An eye tracking based virtual reality system for use inside magnetic resonance imaging systems

Patients undergoing Magnetic Resonance Imaging (MRI) often experience anxiety and sometimes distress prior to and during scanning. Here a full MRI compatible virtual reality (VR) system is described and tested with the aim of creating a radically different experience. Potential benefits could accrue from the strong sense of immersion that can be created with VR, which could create sense experiences designed to avoid the perception of being enclosed and could also provide new modes of diversion and interaction that could make even lengthy MRI examinations much less challenging. Most current VR systems rely on head mounted displays combined with head motion tracking to achieve and maintain a visceral sense of a tangible virtual world, but this technology and approach encourages physical motion, which would be unacceptable and could be physically incompatible for MRI. The proposed VR system uses gaze tracking to control and interact with a virtual world.
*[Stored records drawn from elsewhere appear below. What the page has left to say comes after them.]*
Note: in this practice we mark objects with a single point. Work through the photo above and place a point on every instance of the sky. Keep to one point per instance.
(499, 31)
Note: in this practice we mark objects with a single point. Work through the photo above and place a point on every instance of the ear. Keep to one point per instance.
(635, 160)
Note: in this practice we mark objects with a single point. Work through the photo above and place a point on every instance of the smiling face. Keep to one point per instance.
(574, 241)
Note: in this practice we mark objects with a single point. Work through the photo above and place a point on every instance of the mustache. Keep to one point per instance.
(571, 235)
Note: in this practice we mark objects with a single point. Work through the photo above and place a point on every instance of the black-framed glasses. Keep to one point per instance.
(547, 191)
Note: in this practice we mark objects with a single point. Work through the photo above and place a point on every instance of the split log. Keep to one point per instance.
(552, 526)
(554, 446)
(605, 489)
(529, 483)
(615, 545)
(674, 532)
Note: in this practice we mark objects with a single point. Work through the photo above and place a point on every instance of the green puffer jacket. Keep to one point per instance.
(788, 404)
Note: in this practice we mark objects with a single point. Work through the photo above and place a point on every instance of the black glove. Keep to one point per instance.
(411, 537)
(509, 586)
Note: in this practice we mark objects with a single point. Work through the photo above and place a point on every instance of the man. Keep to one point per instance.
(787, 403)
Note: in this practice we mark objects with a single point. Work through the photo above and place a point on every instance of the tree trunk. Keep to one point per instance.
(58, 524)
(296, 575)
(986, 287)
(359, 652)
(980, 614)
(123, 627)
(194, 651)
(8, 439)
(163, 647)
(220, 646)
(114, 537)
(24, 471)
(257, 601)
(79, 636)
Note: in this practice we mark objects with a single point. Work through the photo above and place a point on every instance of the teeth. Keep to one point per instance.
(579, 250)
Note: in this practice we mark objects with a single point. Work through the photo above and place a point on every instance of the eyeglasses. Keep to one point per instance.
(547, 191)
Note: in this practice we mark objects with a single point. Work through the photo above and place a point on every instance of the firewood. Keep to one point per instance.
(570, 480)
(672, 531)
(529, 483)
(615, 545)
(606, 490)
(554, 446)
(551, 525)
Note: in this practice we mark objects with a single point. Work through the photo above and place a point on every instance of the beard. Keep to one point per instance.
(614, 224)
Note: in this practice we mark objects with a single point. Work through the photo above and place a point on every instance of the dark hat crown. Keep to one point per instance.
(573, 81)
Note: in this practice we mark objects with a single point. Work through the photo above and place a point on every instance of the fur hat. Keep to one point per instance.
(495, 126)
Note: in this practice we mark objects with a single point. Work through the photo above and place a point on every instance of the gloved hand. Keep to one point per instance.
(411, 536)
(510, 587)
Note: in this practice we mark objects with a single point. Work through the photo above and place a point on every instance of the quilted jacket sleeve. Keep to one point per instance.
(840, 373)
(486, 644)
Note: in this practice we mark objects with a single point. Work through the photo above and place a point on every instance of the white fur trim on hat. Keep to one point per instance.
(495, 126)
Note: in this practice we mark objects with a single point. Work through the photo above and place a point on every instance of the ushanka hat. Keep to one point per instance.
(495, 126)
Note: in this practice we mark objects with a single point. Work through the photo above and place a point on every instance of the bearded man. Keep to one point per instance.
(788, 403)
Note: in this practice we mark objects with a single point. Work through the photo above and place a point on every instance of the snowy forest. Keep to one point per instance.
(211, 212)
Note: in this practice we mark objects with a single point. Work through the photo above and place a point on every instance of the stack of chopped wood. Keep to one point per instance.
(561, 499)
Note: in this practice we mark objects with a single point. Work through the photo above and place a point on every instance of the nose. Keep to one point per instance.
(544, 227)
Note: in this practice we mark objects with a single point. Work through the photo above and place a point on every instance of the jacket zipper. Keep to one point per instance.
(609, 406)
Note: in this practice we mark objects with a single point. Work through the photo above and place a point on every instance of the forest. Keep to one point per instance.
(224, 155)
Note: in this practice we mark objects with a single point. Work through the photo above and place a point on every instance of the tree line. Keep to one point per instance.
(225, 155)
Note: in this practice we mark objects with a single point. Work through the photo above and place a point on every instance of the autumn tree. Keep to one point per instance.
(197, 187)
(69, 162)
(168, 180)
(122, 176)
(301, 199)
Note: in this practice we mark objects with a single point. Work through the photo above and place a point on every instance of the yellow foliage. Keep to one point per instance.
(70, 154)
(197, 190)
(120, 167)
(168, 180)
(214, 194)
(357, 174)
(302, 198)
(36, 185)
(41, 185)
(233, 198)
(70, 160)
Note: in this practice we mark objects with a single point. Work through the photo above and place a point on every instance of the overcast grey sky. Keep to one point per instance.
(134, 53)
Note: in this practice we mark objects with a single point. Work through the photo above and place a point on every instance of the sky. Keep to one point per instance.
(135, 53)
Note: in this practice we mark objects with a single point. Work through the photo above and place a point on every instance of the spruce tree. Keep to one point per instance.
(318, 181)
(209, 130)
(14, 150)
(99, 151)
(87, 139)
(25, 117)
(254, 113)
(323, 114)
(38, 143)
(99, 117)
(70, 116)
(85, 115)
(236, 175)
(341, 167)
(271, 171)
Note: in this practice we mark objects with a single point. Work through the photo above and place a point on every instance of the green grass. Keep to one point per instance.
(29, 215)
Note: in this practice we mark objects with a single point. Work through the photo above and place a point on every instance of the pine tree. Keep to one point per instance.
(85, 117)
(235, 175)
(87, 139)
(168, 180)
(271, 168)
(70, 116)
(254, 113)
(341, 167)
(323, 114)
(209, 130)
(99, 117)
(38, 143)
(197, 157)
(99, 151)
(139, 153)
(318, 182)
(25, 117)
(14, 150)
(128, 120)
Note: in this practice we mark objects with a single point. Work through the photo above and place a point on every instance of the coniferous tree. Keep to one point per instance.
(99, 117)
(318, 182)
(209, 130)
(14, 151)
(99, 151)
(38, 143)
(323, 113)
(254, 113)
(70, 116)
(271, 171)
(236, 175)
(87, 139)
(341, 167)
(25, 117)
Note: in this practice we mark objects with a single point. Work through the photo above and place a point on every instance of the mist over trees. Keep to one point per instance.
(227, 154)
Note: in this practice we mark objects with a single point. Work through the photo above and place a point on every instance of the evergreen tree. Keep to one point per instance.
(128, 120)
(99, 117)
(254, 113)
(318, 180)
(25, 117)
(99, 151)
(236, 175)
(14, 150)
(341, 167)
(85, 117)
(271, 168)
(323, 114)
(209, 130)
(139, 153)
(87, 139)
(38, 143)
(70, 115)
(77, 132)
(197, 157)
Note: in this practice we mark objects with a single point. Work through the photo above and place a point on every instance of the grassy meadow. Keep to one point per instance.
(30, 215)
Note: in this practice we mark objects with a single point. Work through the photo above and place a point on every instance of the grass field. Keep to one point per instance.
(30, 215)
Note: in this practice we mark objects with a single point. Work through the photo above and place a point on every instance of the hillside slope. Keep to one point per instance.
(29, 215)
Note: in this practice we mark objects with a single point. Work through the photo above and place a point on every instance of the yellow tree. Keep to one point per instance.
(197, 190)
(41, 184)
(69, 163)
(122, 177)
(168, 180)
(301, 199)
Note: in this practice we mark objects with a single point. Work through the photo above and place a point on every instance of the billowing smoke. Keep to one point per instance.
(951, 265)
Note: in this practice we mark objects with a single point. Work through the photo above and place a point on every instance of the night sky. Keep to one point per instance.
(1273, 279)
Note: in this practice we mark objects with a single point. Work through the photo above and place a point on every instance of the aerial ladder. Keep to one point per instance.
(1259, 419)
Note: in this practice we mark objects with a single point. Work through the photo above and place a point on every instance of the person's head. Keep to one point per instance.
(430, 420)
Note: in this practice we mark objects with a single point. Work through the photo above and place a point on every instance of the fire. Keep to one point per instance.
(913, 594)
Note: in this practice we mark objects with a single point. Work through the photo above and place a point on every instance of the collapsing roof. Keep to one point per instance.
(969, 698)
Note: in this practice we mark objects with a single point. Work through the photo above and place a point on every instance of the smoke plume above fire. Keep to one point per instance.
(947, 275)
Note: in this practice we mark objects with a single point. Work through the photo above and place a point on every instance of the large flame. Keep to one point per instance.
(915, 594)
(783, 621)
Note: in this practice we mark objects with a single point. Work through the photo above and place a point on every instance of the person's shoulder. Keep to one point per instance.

MRI compatible cameras are used to allow real time eye tracking and robust gaze tracking is achieved through an adaptive calibration strategy in which each successive VR interaction initiated by the subject updates the gaze estimation model. A dedicated VR framework has been developed including a rich virtual world and gaze-controlled game content. To aid in achieving immersive experiences physical sensations, including noise, vibration and proprioception associated with patient table movements, have been made congruent with the presented virtual scene. A live video link allows subject-carer interaction, projecting a supportive presence into the virtual world.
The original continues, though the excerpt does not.